Après avoir enchanté les fans du genre avec deux épisodes de haute volée ("Le cauchemar de
Dracula" et "Dracula prince des ténèbres"), la Hammer commençait à montrer quelques signes d’essoufflement avec "Dracula et les femmes"… ce que "Une messe pour Dracula" vient confirmer. Non pas que le film soit mauvais (il est même supérieur à son prédécesseur à bien des niveaux, à commencer par son scénario et la qualité des seconds rôles), c’est juste qu’il porte les stigmates des motivations purement mercantiles de ses producteurs qui se montrent bien plus soucieux de faire rentrer de l’argent (en épuisant leurs lucratives sagas) que de faire preuve d’audace et d’originalité. On retrouve, donc, les mêmes ficelles
(Dracula qui ressuscite à nouveau, les filles du casting qui vont tomber sous son regard hypnotique, le jeune premier qui va tout faire pour sauver sa belle…)
, agrémentées d’une violence plus frontale et d’une dose de sexe plus clairement affichée
(les danseuses nues, la jeune Lucy filmée comme un fantasme pour amateurs de jeune vierge…)
. Et surtout, choix étonnant quand on sait les efforts que la Hammer a dû déployer pour le convaincre de rempiler dans le rôle-titre, on attend près de
45 minutes
avant que Christopher Lee ne pointe ses crocs (exception faite de la rapide scène d’intro faisant le lien avec l’opus précédent). Ca fait long pour un film de vampire… Son arrivée ne brille, d’ailleurs, pas par sa subtilité et son interprétation n’est pas forcément la plus marquante de la saga. La faute en incombe, sans doute, à la lassitude de l’acteur (palpable) et aux dialogues dont il s’est vu armer (assez basiques même si Lee nous régale lorsqu’il se livre à son décompte de victime avec une diction à faire frissonner). Mais, surtout, Dracula a droit
à une mort assez risible qui ne fait pas honneur à son rang.
Dès lors,
son absence pendant plus de la moitié du film
constitue, paradoxalement, un des points forts du film puisque les scénaristes ont pu s'intéresser aux personnages dits secondaires (et qui sont, en réalité, les personnages principaux), à commencer par cette surprenante confrérie de notables à la recherche de plaisirs interdits (Geoffrey Keen, Peter Sallis et John Carson). Le portrait de ces trois personnages est gentiment grinçant envers la "bonne société"
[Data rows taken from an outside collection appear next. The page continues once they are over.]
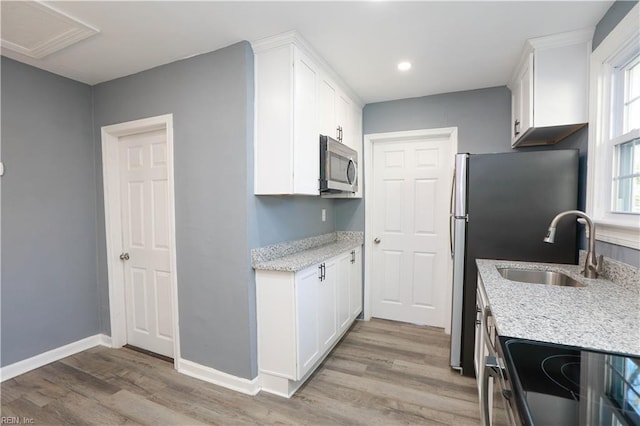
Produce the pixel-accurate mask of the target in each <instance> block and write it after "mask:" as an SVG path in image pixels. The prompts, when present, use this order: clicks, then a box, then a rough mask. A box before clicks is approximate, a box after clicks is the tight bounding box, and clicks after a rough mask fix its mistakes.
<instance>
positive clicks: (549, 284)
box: [497, 268, 585, 287]
mask: <svg viewBox="0 0 640 426" xmlns="http://www.w3.org/2000/svg"><path fill="white" fill-rule="evenodd" d="M497 269H498V272H499V273H500V275H502V277H503V278H506V279H508V280H511V281H518V282H522V283H532V284H548V285H560V286H565V287H584V286H585V285H584V284H582V283H581V282H578V281H576V280H574V279H573V278H571V277H570V276H568V275H565V274H563V273H562V272H556V271H540V270H537V269H517V268H497Z"/></svg>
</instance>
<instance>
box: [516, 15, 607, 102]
mask: <svg viewBox="0 0 640 426" xmlns="http://www.w3.org/2000/svg"><path fill="white" fill-rule="evenodd" d="M594 32H595V27H589V28H583V29H580V30H575V31H568V32H565V33H558V34H552V35H547V36H542V37H535V38H530V39H528V40H527V41H526V42H525V44H524V48H523V49H522V53H521V55H520V59H519V60H518V64H517V65H516V67H515V68H514V71H513V74H512V75H511V78H510V79H509V83H508V84H507V87H508V88H509V89H512V90H513V84H514V82H515V81H516V79H517V78H518V75H517V74H518V71H519V70H520V69H521V68H522V66H523V65H524V63H525V62H526V61H528V60H529V55H530V54H531V53H533V52H535V51H536V50H538V51H539V50H544V49H553V48H558V47H563V46H570V45H572V44H579V43H587V44H588V49H589V52H591V41H592V40H593V34H594Z"/></svg>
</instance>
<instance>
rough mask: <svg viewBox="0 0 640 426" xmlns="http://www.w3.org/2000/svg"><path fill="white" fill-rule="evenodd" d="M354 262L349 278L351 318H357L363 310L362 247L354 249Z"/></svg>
mask: <svg viewBox="0 0 640 426" xmlns="http://www.w3.org/2000/svg"><path fill="white" fill-rule="evenodd" d="M352 256H353V259H354V262H353V263H352V264H351V270H350V273H351V276H350V278H349V303H350V310H351V315H350V316H351V319H355V318H357V317H358V315H360V312H362V248H360V247H357V248H355V249H354V250H353V254H352Z"/></svg>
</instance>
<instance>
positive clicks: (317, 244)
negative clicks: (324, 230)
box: [251, 231, 363, 272]
mask: <svg viewBox="0 0 640 426" xmlns="http://www.w3.org/2000/svg"><path fill="white" fill-rule="evenodd" d="M362 241H363V233H362V232H346V231H339V232H331V233H329V234H324V235H320V236H317V237H311V238H305V239H302V240H296V241H287V242H284V243H279V244H274V245H270V246H266V247H260V248H257V249H253V250H251V266H253V269H256V270H266V271H288V272H297V271H301V270H303V269H304V268H306V267H308V266H311V265H315V264H317V263H320V262H322V261H324V260H327V259H329V258H331V257H333V256H336V255H339V254H340V253H344V252H346V251H349V250H352V249H354V248H356V247H358V246H360V245H362Z"/></svg>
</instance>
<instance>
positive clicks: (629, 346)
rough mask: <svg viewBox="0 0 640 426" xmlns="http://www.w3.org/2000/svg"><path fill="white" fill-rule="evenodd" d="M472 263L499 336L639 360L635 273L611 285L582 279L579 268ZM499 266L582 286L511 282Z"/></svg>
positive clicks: (526, 262)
(à titre, d’exemple, Hargood exige de sa fille un comportement irréprochable alors qu’il fréquente les bordels et assiste à une messe noire)
et, surtout, étonnement dense…
surtout pour des victimes en devenir
. Leurs enfants (dont Linda Hayden, Anthony Corlan et Isla Blair) sont, également, intéressants même si leurs liens avec leurs parents auraient gagné à être davantage exploités. Mais la bonne surprise du film, c’est incontestablement, la prestation fiévreuse de Ralph Bates, véritable révélation épatant de charisme. Il campe un dandy dépravé
(par qui la catastrophe va arriver)
qui balaie tous les autres seconds rôles de la saga (à l’exception notable de l’indépassable Peter Cushing qui manque, décidemment, beaucoup à Dracula).
On ne peut que regretter qu’il disparaisse si vite de l’intrigue. C’est, d’ailleurs, à compter de sa mort que le film perd en intérêt ou, plutôt, qu’il redevient particulièrement classique.
Pour le reste, "Une messe pour Dracula" peut toujours compter sur le charme des productions Hammer (décors à l’ancienne, image typique, musique de James Bernard…) même si la mise en scène de Peter Sasdy souffre de certaines longueurs et d’effets de mise en scène discutable (voir le zoom calqué sur le rythme cardiaque… qui reste moins ridicule que le halo rouge du précédent opus). Ce quatrième opus de l’ère Christopher Lee est, donc, parfaitement regardable mais ne permet pas à la saga de retrouver son éclat d’antan.